CLEVELAND -- What if you had a disease and no one was looking for a cure? Something so rare the big pharmaceutical companies wouldn’t make money because too few people were affected?

There is a research lab in Cleveland committed to finding treatments and cures for those types of genetic diseases, giving hope to patients and their families.

A recent high school graduate is helping to find a cure for herself.

Anjali Prabhakaran is like any other teenager.

"I like music. I like to sing along with my friends. I also like to cook and garden. Just make things," Anjali said.
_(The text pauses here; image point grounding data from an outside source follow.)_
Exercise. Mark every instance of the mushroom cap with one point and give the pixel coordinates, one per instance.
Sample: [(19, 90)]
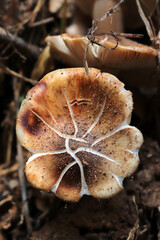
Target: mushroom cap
[(77, 128), (127, 57)]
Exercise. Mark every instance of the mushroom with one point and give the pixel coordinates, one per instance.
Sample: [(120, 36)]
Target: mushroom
[(77, 128), (127, 15), (132, 62), (97, 8)]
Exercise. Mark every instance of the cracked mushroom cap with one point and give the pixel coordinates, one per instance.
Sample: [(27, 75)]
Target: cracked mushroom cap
[(77, 128), (132, 62)]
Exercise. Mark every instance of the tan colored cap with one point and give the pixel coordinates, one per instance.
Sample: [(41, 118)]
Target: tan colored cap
[(77, 128), (128, 56)]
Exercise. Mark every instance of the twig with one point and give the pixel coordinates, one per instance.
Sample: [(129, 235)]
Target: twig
[(133, 231), (129, 35), (146, 22), (15, 74), (92, 30), (13, 168), (28, 50), (41, 22), (33, 14)]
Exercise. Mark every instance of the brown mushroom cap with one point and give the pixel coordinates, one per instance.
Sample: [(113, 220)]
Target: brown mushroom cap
[(129, 56), (77, 128)]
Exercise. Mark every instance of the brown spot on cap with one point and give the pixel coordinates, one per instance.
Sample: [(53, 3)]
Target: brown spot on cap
[(31, 123)]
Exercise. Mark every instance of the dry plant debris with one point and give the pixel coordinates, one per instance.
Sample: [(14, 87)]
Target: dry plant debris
[(78, 129), (130, 61)]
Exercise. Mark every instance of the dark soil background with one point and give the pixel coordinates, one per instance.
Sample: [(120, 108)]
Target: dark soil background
[(27, 213)]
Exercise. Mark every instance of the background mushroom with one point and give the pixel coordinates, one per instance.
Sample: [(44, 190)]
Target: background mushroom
[(134, 63), (77, 128)]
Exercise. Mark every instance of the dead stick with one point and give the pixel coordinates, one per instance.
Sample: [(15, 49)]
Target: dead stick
[(27, 49), (7, 70)]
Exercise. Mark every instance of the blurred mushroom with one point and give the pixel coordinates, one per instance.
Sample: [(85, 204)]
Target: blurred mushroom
[(97, 8), (134, 63), (127, 15), (77, 128)]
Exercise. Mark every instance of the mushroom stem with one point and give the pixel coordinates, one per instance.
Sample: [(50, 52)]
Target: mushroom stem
[(84, 188)]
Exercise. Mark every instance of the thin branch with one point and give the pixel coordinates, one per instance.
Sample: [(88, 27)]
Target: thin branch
[(37, 8), (92, 30), (19, 44), (41, 22), (146, 22)]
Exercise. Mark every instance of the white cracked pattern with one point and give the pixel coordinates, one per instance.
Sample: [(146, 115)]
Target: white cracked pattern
[(76, 160)]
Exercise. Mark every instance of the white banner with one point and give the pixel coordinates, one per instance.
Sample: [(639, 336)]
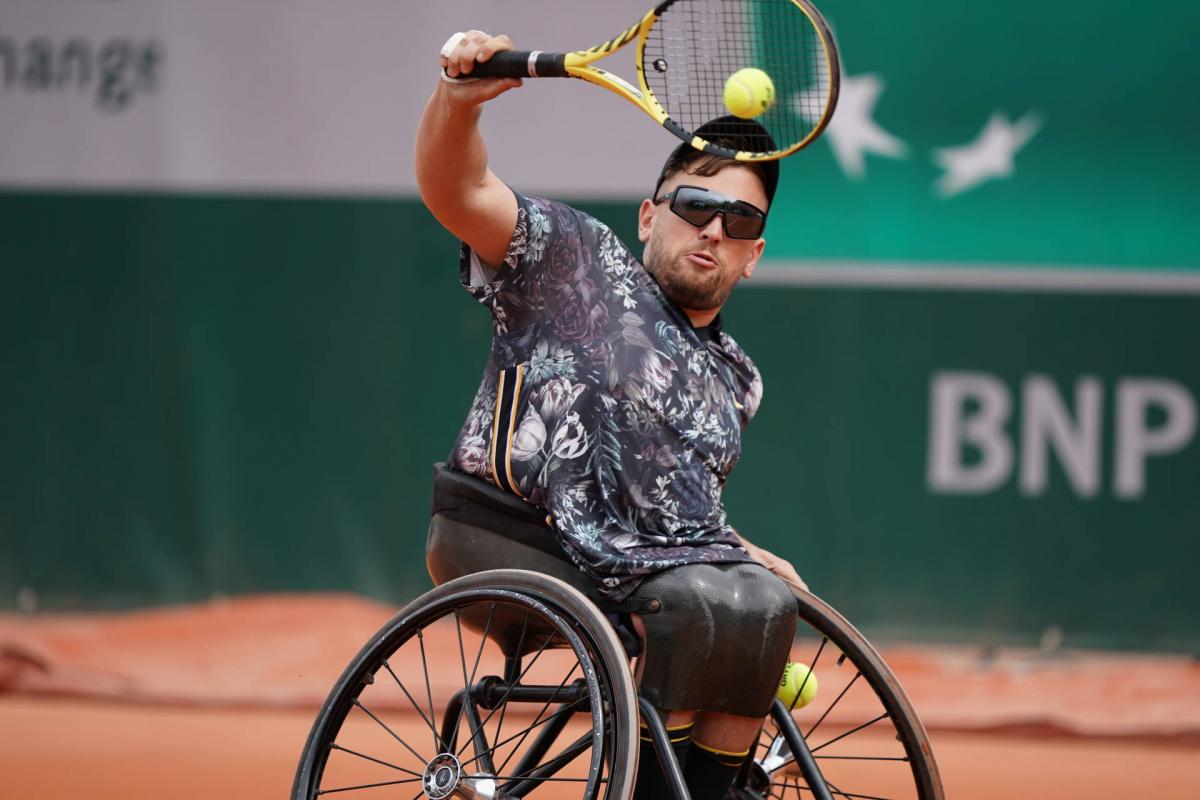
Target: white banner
[(295, 96)]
But every few hours, she has to stop doing the things she enjoys to manage a rare genetic liver disease. It's called Glycogen Storage Disease Type 1A and it interferes with the way the body turns food into energy.

"My liver is missing an enzyme that can't break down that glycogen and release that energy. Which means that I always have to have something in my stomach," Anjali said.

That includes, what Anjali calls, cornstarch shakes. They help maintain normal blood sugar levels - between meals. She must drink them during the night, too. If her blood sugar drops too low, she could lose consciousness, or have a seizure.

"When she was growing she would always ask us like, when will I get cured? When will I get cured? And we always say maybe another five years, maybe another 10 years,” said Radhai Prabhakaran, Anjali’s mother.

Or maybe sooner, advances in the human genome and rapid drug testing is speeding up research. What once took years, now takes only weeks to discover. That's the approach the Research Institute of Children's Health at CASE Western Reserve School of Medicine is pioneering.

We are trying every compound, every drug we can to see if it will change the disease process. Once we find one that works we work backwards to try to understand how," said Dr.

Mitch Drumm, founder of the Researcher Institute of Children's Health.

Some of the brightest minds in college, and even high school are helping with research. Among them, Anjali Prabhakaran, who may just find the best treatment for her own disease.

"I was excited because I could finally felt like I could do something about it," Anjali said.

"Watching her with her excitement about what she is doing brings a motivation to the lab," Drumm added.

Anjali continues to successfully manage her disease, with her parents close by to back her up. That's about to change when Anjali heads off to Ohio State.

"I want there to become a time were I'm completely independent. And it is doable, but it is very, very difficult. Especially at night there is always a danger I will forget. I will just sleep through it and I won't wake up in the morning," said Anjali.

There's still time to make that discovery that could change everything.

"Obviously I want a cure. Even if I don’t get a cure, it’s possible we could find a treatment to help make my shakes last longer. Or something to make sure my blood sugar doesn’t drop as low. So it is just endless possibilities,” said Anjali.

The drugs the Research Institute for Children’s Health is testing have already been FDA approved for other uses. So when they find a breakthrough, the treatment can get patients even faster.

And another interesting note, Anjali’s career goal is to study environmental policy, and go to law school.